Hace no mucho tiempo que parece que los migrantes, antes llamados inmigrantes —así son las modas—, son mal recibidos porque vienen a violar a nuestras mujeres, a contagiarnos de enfermedades extrañas, a robar y a beneficiarse con las prebendas que les ofrecen nuestros servicios sociales, pero, claro, si tampoco los quieren en otro sitio, por qué íbamos a querer recogerlos nosotros. Estos hechos comenzaron a extenderse rápidamente por un territorio que trascendía la nación, el estado o al pueblo denominado español en el que ciudadanos con nombre y apellidos conviven del mejor modo posible, esto es, como pueden, los unos con los otros, los de una región con los de otra y los de este país con los de otros. Estos hechos comenzaron a producirse por otros territorios vecinos, europeos, supuestamente más civilizados que nosotros, quienes todavía quieren advertir en nosotros —incluso los que viven más al norte— influencias africanas —y a mucha honra—. El caso es que no queremos inmigrantes por los hechos enumerados anteriormente y olvidamos con suma facilidad que históricamente nosotros también sufrimos los motivos que hacen que estas gentes quieran huir de sus países.

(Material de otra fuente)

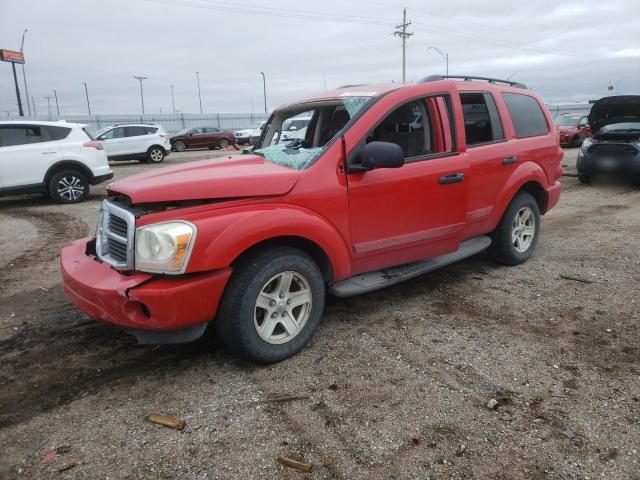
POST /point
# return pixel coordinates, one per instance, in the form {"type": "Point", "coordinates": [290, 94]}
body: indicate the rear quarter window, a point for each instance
{"type": "Point", "coordinates": [526, 114]}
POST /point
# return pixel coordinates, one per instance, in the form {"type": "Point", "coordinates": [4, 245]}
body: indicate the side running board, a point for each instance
{"type": "Point", "coordinates": [370, 281]}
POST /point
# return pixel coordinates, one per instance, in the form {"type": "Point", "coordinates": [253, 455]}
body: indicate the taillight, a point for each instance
{"type": "Point", "coordinates": [93, 144]}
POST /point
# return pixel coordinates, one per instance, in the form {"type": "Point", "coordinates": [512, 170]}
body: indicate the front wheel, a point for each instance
{"type": "Point", "coordinates": [272, 305]}
{"type": "Point", "coordinates": [516, 236]}
{"type": "Point", "coordinates": [155, 155]}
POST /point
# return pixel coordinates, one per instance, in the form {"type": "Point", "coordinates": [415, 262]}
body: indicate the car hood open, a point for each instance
{"type": "Point", "coordinates": [216, 178]}
{"type": "Point", "coordinates": [618, 109]}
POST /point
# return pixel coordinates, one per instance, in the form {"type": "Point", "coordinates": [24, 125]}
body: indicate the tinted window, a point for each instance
{"type": "Point", "coordinates": [420, 127]}
{"type": "Point", "coordinates": [58, 133]}
{"type": "Point", "coordinates": [135, 131]}
{"type": "Point", "coordinates": [19, 135]}
{"type": "Point", "coordinates": [481, 119]}
{"type": "Point", "coordinates": [526, 115]}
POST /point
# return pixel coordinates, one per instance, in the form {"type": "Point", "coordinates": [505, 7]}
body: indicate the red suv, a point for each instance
{"type": "Point", "coordinates": [389, 182]}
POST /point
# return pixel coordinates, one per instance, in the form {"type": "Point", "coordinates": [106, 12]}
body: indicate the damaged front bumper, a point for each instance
{"type": "Point", "coordinates": [156, 309]}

Ahora bien, alguien podría decir que aquellos que tuvieron que marchar de su país tampoco lo tuvieron fácil en el país de acogida, sin embargo, esto justifica precisamente el desacertado comportamiento de los críticos con estas acciones humanitarias. Y no me vengan con la absurda demagogia: ¡pues quédatelos tú!, ya que esto no es una acción individual, sino de la sociedad, que es quien acoge poniendo los medios necesarios.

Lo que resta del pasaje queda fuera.